LONDON — Take away the state-of-the-art drones and the gyro-stabilized 4K cameras from the BBC’s latest blue-chip natural history series, “A Perfect Planet.” Strip out the luscious score and the stunning close-ups of nature at its most intimate.
What you are left with are the same clipped tones and breathy, awe-struck commentary that entertained and educated the viewers of grainy black-and-white nature programs in the 1950s.
It is hard to find anything in modern television that has endured since the middle of the last century.

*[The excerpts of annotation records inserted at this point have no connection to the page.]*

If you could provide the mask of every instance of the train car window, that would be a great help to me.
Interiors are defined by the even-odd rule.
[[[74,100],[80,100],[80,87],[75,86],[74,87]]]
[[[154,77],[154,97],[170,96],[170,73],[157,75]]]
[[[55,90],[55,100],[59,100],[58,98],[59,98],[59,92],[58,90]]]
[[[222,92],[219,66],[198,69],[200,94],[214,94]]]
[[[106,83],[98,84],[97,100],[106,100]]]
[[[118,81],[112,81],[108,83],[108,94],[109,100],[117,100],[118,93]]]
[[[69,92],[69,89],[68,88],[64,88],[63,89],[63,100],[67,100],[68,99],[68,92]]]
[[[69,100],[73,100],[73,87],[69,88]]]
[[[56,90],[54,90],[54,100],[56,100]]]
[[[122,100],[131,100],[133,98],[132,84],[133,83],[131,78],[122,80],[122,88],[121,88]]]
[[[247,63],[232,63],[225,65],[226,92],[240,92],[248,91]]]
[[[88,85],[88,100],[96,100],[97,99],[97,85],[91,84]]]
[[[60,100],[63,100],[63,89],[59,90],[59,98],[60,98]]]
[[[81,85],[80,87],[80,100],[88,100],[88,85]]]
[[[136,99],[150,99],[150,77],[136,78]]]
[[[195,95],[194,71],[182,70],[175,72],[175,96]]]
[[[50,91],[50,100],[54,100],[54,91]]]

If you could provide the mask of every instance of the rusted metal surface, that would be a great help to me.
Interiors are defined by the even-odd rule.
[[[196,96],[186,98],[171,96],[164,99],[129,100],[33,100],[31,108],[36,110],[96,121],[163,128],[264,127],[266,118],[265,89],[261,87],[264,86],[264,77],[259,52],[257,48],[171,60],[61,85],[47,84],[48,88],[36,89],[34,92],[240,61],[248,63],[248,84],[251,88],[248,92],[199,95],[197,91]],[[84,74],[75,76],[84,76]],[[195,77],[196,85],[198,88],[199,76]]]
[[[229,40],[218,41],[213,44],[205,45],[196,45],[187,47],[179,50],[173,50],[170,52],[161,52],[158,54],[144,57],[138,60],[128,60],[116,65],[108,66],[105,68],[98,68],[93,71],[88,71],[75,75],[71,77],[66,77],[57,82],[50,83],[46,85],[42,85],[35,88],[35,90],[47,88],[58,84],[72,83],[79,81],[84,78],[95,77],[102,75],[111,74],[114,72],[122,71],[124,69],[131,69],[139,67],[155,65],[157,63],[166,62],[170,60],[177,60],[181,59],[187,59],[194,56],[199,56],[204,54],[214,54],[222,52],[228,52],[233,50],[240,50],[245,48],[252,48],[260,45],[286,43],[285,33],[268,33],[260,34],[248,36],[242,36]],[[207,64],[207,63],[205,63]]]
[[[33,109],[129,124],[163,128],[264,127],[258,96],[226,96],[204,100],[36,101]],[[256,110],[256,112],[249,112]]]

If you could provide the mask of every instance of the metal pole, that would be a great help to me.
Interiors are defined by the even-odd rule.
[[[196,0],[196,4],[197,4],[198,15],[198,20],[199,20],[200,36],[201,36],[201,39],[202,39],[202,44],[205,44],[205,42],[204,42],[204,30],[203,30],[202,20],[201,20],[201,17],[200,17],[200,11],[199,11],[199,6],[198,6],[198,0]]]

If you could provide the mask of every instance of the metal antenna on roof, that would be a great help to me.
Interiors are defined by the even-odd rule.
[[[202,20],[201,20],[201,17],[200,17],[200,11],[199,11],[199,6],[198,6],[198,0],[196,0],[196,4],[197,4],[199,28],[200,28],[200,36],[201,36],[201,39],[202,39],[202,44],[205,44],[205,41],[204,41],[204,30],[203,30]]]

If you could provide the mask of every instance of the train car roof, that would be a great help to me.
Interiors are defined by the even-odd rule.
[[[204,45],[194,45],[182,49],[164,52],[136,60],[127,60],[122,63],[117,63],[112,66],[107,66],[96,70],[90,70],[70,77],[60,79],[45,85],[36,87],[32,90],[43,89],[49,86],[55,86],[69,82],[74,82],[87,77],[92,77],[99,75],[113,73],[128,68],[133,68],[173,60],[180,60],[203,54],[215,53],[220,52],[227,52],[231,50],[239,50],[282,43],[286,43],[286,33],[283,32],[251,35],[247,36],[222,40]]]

Yet there is the British naturalist Sir David Attenborough and his reassuring, occasionally chiding, voice-of-God narration, virtually undimmed by age, still lending gravitas and luster to sequences of lesser flamingos in Tanzania, land iguanas on the Galápagos Islands and flamboyant cuttlefish off the coasts of Indonesia.
Repeatedly voted both the most trusted and popular person in his home country, Attenborough may be the most traveled human in history. (For his landmark 1979 series “Life on Earth” alone, he traveled 1.5 million miles.) “If the world is, indeed, to be saved,” writes the environmental journalist and activist Simon Barnes, “then Attenborough will have had more to do with its salvation than anyone else who ever lived.”
TV executives have been planning his retirement for more than 30 years, but at 94, Attenborough is still at the top of his food chain and being asked to front some of the most lavish and expensive productions to hit our screens.

Credit…Tui De Roy/Silverback Films
His latest, which debuts on Jan. 4 in the United States on the streaming service Discovery+, was filmed in 31 countries over four years (and six volcanic eruptions). Across five episodes, it will examine the forces of nature that shape all life: volcanoes, sunlight, weather, oceans and the newest: humans.”